The opening of the Stonebridge Clinic has also indirectly been of great advantage to the original
Sunlight Department which has now been working over four years in the No. 1 Clinic at Willesden
Lane. Space has become available for the more satisfactory accommodation of the Department which
has now climbed out of the cellar and established itself on the second floor. Here there is a good room
with adequate ventilation for the actual Light treatment itself and the Medical Officer is now provided
with a separate consulting room, and no longer has to examine patients and interview parents in the
corner of an apartment crowded with noisy children in an atmosphere wherein the temperature often
reaches 70° or more. The chief facilities in which the Sunlight Department at No. 1. Clinic is still
lacking are baths and decent waiting accommodation. There are no baths at all, although these are
really an essential part of the equipment of a Light Clinic and the patients and their parents are compelled
to use the landing and staircase as waiting room. Here they are much exposed to fierce draughts,
which are not the same thing by any means as fresh air. Nevertheless, and notwithstanding the rival
attractions of the new Stonebridge Centre which supplies the needs of certain parts of the district
which were formerly supplied by Willesden Lane, the old Clinic maintains its popularity and the
numbers of the patients and their attendances show only a slight falling off from last year.

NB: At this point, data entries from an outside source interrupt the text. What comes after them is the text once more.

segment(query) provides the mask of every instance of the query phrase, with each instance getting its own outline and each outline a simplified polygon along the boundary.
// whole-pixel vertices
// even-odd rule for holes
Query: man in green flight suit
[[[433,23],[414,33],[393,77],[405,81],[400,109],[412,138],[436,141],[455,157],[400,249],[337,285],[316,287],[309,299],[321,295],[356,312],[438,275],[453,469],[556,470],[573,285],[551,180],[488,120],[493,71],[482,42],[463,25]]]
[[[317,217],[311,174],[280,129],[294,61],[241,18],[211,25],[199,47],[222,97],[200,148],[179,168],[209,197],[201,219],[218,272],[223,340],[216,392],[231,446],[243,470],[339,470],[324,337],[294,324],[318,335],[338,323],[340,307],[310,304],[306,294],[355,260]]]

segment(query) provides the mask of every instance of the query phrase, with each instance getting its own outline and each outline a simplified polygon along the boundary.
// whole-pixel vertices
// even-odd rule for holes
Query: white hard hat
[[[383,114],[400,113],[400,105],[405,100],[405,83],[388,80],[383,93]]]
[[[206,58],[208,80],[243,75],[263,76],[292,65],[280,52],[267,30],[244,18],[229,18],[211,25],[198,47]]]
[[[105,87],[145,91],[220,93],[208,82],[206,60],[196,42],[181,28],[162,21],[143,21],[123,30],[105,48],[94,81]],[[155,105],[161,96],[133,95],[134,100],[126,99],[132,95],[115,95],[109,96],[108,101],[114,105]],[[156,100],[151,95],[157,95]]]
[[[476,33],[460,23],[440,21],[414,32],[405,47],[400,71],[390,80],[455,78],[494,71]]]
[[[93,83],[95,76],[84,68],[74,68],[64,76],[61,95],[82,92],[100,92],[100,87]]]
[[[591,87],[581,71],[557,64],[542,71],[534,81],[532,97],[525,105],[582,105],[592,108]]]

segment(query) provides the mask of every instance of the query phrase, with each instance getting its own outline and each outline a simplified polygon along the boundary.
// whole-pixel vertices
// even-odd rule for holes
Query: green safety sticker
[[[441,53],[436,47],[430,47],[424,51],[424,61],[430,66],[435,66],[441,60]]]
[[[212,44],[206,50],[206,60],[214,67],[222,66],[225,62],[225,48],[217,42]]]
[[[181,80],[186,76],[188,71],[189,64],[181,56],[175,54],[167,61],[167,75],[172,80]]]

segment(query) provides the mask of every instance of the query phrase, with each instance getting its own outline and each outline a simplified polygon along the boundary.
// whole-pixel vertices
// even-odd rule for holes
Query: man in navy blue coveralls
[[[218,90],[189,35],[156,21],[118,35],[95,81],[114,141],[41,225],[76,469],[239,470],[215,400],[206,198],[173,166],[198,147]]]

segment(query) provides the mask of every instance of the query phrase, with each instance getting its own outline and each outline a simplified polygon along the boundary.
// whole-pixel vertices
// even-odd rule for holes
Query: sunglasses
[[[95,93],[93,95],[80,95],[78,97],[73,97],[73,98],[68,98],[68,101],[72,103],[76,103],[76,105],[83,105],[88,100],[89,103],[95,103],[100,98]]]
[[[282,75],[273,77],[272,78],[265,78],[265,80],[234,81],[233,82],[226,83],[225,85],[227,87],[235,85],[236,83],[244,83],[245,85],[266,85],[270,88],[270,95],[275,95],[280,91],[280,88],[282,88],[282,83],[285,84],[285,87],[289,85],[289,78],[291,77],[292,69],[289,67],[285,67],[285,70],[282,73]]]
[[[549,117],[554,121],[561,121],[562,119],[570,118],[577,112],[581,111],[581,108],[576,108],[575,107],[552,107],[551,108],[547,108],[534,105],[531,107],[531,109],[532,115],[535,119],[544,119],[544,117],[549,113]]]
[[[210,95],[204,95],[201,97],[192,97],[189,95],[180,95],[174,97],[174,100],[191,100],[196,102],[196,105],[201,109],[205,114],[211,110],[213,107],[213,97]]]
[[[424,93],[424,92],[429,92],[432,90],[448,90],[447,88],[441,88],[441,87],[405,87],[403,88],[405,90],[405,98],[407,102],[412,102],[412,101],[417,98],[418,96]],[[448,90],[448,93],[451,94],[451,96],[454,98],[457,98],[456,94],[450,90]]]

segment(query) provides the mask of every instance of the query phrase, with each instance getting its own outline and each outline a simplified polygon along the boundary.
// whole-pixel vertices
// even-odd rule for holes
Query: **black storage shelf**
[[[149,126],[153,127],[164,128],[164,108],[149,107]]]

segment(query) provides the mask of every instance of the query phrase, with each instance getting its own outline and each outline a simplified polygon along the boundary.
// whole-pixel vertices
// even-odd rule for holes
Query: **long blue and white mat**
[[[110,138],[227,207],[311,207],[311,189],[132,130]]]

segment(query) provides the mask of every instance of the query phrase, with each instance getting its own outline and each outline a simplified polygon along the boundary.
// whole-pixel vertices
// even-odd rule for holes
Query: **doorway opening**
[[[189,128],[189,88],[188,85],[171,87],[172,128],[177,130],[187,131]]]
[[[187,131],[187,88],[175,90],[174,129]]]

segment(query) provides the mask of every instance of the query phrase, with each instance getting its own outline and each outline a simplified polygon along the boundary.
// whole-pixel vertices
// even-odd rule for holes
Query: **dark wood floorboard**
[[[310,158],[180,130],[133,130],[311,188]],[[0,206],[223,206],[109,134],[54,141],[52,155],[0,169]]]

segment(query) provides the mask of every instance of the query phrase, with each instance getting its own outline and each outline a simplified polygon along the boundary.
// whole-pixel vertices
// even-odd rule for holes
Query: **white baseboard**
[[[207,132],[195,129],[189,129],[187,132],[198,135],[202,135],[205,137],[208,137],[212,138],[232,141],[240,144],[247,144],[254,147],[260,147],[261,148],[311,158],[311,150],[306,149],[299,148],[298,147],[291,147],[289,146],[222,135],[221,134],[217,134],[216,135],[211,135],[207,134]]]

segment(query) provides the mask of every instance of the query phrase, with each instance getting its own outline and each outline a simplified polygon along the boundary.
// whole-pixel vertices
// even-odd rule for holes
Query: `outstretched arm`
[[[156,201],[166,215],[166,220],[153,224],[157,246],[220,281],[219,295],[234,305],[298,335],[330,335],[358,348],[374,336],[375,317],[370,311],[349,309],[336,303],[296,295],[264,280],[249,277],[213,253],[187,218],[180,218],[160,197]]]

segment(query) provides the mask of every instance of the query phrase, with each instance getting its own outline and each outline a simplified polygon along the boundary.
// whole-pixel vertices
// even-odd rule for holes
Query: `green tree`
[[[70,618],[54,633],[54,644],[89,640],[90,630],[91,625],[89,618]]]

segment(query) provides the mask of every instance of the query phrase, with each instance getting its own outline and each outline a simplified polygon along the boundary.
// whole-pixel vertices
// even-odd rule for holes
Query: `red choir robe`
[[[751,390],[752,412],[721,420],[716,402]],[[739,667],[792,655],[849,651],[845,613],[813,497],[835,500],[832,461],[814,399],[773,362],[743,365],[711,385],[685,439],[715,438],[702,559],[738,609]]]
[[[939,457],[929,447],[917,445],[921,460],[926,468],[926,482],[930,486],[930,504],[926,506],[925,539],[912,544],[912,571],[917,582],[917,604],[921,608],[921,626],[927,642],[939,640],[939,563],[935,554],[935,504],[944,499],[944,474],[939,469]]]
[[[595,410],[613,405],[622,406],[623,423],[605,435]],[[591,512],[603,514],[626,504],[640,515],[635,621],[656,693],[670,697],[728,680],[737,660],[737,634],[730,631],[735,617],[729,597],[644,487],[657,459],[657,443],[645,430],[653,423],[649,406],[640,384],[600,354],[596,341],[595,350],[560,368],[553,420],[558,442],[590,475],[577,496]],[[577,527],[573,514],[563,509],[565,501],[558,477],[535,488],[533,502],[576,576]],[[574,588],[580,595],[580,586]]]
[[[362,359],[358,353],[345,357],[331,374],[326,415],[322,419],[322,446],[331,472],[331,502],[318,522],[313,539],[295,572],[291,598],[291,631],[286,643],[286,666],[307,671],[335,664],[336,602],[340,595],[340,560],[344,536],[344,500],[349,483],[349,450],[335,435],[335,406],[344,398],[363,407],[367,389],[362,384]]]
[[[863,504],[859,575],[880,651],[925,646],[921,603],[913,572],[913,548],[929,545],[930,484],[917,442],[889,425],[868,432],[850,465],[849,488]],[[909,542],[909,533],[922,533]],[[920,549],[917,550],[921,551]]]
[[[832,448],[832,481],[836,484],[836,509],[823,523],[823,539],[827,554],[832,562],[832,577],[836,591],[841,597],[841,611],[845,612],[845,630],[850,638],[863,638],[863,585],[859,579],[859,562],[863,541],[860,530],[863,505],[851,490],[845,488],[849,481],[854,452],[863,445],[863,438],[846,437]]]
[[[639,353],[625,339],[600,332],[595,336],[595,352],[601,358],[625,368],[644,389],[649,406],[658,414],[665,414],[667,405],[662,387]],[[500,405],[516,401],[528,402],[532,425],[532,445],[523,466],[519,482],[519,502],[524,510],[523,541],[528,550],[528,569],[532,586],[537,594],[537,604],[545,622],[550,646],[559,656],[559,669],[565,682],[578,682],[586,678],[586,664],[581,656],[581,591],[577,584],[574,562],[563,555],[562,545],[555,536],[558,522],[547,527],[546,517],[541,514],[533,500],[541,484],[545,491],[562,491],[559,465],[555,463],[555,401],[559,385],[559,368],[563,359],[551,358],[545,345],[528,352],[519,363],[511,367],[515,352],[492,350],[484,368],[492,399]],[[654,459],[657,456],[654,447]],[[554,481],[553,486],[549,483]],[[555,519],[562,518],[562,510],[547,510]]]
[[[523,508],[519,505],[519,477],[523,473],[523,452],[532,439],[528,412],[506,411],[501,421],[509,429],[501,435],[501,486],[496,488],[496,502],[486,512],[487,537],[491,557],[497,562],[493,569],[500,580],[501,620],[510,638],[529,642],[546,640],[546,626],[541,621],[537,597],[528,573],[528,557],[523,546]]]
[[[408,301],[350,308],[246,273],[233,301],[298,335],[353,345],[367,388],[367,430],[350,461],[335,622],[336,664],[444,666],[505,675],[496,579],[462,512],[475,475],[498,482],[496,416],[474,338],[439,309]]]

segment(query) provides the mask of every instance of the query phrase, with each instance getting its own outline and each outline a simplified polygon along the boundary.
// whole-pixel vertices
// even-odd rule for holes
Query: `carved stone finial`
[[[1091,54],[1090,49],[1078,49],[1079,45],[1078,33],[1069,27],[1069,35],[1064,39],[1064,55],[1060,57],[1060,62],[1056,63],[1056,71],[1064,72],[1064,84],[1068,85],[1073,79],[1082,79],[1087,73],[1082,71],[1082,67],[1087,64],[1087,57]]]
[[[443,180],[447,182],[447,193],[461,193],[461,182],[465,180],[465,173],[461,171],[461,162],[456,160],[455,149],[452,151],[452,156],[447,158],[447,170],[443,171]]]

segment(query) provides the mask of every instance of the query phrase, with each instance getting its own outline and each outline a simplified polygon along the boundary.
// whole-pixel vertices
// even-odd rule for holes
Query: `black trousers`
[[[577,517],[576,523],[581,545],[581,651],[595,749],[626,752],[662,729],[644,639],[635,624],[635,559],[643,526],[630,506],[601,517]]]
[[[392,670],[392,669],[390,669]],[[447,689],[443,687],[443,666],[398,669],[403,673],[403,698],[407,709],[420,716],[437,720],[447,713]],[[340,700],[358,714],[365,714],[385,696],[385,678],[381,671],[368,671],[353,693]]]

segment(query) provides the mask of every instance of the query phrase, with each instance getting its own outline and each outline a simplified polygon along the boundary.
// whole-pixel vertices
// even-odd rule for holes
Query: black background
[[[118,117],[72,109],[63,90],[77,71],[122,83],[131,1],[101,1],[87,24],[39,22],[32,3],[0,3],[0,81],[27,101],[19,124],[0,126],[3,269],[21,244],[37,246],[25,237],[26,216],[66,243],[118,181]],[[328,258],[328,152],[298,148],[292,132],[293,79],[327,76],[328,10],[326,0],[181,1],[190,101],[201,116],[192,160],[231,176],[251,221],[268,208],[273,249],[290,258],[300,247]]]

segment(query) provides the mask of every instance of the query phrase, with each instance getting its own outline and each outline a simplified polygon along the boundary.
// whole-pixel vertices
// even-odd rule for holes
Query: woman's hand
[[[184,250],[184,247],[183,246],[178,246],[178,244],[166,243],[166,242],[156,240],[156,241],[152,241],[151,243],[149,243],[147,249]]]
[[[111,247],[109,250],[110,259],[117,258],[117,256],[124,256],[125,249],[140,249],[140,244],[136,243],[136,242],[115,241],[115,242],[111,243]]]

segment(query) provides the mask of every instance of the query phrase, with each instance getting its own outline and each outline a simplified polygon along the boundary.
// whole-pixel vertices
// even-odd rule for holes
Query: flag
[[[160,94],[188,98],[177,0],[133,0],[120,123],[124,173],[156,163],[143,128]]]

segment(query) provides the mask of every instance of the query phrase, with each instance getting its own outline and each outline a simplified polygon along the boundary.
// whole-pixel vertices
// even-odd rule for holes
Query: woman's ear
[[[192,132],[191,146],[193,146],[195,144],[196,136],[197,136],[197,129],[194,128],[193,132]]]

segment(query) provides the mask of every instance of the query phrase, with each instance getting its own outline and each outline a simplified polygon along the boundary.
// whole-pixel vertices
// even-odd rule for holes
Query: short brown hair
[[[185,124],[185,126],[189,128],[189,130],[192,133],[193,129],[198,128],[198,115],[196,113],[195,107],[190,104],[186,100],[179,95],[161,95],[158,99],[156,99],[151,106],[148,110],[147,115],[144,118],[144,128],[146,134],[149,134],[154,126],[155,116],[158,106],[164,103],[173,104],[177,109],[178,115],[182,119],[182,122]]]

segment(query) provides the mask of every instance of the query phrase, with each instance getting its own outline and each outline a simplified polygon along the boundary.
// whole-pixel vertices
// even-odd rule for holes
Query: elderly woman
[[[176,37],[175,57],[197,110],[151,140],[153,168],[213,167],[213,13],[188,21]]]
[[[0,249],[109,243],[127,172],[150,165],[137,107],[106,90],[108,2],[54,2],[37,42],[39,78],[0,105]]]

The X-ray apparatus is still housed in the basement where it is employed principally for the
treatment of ringworm of the scalp and also to a smaller extent for chronic eczema and sometimes for
acne. Ringworm of the scalp for the treatment of which the Council's Skin Department was originally
opened nearly nineteen years ago has now become a comparatively rare disease. In 1914 about 120
cases were treated with X-rays and there was always a long waiting list. In 1930 only 13 cases were
treated. The diminution in the numbers is very gratifying and shows that the efforts of the Council
to stamp out this annoying complaint which in the past has been the cause of very serious interruption
to the education of large numbers of school children, have attained a large measure of success.